Laptop Studio — Music software reviews, news and info for computer music

7 October 2005

MusicXPC M3 music laptop

Filed under: Hardware at 3:05 pm (1 comment)

The most important part of your laptop studio is, of course, your laptop. MusicXPC (“The world’s finest music production computers”) have released their latest laptop model, the Professional M3. Apart from the obvious things like a decent hard drive, it has a multitude of tweaks that make it good for music production. Not only is it engineered to be very quiet in operation, but the OS has been customised to ensure maximum processing power is devoted to music making.

“MusicXPC Professional is made for demanding media production professionals. It’s not a machine you would purchase for organizing photos or playing back MP3s, this is a machine for professional audio recording, mixing, mastering and media creation. The entire operating system has been configured for recording and playing back digital media using the popular professional software used by today’s media professional. Windows XP services that are not needed are turned OFF and the ones needed are turned ON.”

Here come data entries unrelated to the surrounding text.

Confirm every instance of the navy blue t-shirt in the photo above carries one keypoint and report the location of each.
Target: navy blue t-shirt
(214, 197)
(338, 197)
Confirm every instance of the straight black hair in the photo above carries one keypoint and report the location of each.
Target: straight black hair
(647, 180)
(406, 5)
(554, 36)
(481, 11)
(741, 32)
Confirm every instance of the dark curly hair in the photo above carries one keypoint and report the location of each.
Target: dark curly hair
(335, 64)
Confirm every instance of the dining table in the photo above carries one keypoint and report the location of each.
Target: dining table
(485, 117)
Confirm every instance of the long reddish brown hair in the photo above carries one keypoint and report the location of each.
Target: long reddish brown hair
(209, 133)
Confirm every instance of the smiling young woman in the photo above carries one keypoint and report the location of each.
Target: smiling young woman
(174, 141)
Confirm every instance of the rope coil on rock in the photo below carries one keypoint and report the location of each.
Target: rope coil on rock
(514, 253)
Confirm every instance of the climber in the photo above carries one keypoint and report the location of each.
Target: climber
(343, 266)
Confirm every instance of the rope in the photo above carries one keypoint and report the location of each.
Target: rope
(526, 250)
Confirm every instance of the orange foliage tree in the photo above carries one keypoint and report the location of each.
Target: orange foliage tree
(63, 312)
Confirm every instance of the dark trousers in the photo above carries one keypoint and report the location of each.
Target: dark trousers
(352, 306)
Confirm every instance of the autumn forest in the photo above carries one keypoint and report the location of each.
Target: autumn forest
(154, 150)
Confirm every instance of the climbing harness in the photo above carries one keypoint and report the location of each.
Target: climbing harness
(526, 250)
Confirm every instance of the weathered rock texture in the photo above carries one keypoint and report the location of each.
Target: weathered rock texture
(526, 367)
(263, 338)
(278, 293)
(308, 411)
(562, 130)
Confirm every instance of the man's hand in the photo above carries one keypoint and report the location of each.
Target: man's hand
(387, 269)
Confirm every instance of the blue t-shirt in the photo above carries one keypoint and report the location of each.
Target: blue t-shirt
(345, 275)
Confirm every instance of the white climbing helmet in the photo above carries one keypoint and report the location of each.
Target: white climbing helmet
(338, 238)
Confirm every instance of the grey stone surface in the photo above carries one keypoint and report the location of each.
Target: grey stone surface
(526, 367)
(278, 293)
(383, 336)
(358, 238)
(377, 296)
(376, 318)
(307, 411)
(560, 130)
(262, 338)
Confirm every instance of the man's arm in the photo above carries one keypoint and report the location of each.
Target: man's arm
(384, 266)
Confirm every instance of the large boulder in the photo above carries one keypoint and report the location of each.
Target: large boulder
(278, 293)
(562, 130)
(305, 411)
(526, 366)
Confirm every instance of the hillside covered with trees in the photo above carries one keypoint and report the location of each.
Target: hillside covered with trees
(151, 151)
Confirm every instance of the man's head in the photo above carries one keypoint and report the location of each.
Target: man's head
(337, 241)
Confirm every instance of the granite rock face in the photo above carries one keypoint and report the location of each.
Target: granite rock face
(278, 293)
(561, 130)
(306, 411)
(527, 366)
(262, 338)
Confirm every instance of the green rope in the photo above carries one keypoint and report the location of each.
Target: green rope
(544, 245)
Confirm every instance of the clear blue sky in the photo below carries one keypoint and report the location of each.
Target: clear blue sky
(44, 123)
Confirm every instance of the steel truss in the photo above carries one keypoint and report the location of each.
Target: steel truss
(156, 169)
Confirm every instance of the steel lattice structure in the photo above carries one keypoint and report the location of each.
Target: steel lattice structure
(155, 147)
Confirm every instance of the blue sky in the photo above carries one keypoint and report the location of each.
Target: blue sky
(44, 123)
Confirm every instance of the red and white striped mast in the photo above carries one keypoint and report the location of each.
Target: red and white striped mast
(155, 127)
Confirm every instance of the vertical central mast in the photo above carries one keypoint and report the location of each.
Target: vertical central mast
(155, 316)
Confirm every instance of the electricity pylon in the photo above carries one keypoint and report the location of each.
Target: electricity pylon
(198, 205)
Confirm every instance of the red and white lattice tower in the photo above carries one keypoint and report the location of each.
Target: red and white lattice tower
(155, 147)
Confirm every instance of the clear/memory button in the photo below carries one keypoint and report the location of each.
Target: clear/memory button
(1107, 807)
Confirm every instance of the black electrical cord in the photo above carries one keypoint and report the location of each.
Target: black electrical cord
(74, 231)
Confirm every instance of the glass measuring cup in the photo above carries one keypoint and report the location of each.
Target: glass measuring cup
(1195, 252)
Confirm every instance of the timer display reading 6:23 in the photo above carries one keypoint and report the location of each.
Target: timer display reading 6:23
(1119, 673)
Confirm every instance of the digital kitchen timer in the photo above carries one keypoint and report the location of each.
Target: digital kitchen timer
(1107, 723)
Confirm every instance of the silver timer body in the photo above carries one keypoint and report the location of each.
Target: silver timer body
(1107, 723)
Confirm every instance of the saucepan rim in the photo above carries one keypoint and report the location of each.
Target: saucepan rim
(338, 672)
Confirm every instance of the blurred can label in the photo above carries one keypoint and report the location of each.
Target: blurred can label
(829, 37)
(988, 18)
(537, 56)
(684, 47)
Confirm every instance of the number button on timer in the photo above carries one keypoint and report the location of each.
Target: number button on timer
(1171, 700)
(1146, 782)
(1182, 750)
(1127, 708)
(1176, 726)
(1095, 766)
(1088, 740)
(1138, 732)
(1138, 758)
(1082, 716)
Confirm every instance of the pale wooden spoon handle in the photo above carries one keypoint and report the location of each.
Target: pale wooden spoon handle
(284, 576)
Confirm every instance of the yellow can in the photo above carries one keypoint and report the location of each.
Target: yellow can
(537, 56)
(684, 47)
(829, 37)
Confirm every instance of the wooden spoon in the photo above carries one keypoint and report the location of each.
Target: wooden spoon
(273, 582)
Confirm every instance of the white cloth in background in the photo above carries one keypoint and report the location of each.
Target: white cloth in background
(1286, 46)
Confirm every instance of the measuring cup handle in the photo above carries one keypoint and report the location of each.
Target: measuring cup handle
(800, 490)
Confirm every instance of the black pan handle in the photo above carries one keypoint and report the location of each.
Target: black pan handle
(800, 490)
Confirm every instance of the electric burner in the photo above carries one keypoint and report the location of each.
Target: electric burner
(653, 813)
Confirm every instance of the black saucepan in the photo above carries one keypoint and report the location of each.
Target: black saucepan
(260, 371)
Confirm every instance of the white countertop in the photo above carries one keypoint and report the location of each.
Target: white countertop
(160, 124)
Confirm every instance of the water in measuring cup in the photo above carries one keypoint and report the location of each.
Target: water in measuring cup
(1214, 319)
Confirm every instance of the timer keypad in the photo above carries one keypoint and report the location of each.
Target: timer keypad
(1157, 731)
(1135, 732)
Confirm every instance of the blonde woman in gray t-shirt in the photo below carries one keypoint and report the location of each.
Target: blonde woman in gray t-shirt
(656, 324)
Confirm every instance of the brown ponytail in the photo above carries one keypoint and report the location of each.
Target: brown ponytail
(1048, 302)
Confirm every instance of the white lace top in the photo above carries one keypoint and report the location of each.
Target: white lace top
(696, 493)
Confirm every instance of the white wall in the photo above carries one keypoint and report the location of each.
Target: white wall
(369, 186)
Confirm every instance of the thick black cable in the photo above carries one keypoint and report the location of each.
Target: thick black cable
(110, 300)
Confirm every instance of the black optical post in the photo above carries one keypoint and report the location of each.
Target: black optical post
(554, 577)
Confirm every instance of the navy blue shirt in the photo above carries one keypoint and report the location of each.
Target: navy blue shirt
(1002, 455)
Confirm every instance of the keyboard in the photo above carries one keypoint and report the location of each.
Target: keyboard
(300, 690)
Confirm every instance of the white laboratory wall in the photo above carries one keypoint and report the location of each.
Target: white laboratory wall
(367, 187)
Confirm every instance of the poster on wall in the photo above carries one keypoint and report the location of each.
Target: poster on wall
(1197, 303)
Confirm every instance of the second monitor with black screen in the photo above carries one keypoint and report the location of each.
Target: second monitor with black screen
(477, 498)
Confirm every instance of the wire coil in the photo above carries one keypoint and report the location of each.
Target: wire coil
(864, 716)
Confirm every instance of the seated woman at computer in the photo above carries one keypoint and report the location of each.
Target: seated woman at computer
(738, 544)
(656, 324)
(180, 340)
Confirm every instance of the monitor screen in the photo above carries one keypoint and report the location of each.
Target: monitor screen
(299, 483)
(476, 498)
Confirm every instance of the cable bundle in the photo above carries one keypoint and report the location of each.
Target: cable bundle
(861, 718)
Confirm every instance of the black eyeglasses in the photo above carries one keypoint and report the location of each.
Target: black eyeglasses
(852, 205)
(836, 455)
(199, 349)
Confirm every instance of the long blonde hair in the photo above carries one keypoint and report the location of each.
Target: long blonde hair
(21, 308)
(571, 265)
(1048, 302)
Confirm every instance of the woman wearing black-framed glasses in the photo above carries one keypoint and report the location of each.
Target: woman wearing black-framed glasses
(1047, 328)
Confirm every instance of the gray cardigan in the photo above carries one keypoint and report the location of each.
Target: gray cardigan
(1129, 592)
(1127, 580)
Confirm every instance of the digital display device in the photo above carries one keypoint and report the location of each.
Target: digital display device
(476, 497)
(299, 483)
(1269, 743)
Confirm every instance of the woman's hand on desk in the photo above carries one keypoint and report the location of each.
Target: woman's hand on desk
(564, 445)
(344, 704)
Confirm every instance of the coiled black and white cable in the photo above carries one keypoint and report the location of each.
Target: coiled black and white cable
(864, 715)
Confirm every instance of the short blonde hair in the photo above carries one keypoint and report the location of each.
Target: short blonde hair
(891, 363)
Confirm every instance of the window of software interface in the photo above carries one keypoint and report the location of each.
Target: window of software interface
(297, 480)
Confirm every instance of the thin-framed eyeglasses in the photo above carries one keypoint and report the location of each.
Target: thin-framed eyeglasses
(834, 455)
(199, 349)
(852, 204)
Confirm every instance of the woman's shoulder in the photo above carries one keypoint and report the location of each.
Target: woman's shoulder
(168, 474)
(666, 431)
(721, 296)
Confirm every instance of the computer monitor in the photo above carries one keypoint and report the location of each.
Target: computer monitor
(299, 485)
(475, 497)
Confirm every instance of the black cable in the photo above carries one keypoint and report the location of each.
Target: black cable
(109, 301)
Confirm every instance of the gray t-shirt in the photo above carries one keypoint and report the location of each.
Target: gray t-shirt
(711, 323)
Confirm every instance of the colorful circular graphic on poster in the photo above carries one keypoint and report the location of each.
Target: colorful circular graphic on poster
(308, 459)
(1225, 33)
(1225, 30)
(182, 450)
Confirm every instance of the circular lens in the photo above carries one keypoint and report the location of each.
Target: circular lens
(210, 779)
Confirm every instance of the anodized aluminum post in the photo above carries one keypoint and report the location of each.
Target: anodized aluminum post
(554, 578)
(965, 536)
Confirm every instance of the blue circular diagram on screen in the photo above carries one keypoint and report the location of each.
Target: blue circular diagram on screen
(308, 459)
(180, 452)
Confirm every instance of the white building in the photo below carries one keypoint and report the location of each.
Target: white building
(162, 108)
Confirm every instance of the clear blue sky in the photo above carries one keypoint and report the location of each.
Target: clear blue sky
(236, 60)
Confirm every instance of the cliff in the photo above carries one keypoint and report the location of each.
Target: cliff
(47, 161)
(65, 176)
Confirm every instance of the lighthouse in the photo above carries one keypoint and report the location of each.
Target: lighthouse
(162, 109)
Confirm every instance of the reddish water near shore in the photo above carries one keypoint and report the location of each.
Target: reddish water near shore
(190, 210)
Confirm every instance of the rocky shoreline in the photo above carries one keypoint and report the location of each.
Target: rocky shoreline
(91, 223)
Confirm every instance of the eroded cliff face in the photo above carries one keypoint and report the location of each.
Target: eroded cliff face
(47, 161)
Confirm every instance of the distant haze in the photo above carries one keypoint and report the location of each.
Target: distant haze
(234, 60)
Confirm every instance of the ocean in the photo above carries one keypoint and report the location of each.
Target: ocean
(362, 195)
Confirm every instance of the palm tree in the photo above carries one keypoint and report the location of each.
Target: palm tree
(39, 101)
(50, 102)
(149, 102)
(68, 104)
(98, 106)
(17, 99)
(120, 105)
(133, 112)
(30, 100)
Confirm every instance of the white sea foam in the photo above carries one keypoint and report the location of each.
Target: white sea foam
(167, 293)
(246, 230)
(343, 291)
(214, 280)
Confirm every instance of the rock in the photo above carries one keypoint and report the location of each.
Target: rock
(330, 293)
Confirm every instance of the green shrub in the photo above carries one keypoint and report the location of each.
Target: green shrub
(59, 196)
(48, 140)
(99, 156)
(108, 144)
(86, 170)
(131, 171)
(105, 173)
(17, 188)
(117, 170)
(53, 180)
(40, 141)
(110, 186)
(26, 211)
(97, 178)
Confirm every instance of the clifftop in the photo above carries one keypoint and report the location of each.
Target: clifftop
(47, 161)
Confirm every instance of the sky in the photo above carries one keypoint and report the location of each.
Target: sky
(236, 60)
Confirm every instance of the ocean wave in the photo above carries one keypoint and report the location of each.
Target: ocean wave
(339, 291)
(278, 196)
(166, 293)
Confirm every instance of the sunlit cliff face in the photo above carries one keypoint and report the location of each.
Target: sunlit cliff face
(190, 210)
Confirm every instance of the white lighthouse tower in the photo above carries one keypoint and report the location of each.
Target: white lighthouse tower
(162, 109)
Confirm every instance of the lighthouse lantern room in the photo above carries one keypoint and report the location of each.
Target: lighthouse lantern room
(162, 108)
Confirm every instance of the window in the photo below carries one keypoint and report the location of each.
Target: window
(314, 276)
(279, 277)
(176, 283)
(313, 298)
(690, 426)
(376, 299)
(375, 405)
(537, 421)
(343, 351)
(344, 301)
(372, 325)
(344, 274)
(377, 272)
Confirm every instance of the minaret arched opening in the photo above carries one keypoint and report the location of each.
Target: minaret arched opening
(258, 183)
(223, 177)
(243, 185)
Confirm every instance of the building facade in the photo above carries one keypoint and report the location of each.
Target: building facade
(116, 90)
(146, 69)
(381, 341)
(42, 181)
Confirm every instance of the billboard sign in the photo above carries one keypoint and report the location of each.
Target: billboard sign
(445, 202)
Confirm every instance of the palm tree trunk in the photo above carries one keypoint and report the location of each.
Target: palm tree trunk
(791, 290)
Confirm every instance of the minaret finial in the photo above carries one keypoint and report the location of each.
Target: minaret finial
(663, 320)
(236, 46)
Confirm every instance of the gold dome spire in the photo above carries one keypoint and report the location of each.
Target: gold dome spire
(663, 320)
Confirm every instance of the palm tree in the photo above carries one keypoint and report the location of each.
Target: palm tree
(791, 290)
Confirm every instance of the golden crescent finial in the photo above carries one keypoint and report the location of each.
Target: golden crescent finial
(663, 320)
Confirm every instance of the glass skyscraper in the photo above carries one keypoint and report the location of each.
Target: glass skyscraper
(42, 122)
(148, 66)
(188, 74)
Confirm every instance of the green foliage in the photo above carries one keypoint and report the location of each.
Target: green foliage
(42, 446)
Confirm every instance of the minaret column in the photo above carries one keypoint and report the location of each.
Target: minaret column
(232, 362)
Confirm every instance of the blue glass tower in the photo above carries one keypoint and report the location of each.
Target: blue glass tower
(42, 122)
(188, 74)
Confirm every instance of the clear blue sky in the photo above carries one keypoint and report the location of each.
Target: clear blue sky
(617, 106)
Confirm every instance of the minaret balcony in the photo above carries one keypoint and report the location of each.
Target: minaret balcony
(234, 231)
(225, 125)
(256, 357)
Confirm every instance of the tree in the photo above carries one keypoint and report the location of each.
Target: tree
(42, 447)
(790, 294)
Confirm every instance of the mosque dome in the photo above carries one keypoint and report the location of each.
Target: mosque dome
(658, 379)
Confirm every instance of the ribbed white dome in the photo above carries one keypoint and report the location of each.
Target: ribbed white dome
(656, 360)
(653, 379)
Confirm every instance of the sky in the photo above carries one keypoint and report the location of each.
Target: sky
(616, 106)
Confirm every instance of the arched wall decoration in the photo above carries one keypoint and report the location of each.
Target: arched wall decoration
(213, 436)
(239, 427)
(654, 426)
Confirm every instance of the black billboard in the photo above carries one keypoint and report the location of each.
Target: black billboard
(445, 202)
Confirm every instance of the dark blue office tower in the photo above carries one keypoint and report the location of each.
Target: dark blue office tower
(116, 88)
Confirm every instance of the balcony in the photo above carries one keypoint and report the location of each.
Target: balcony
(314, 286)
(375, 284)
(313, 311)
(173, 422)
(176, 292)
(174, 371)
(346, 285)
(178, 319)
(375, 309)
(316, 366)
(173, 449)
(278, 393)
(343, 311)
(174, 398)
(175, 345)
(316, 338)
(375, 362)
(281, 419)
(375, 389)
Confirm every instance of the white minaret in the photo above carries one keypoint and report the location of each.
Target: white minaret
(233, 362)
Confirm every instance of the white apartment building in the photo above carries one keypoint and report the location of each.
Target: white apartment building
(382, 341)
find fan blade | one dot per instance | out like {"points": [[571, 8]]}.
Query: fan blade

The website has a lot of information about this laptop. Their summary gives a good indication of its capabilities:

The M3 is a notebook tweaked for music production that features an Intel Pentium M 1.73GHz CPU, an 80GB 5,400 rpm hard drive, 512MB of DDR333 RAM (expandable to 2GB), a 15.4″ WXGA wide angle screen that gives you visibility even at off-axis points of view. The M3 comes with a recovery utility that stores the system factory settings outside of the Windows OS world in a host-protected area of the hard drive. This allows you to restore the M3 to the factory even if the hard drive has been accidentally re-formatted. The M3 has Gigabit LAN to improve workflow and play projects stored on other computers via Ethernet; built in 8X DVD+/-RW burner for archiving and more and more and more.

1 Comment
  1. I want one of these could you tell me the price of the m3.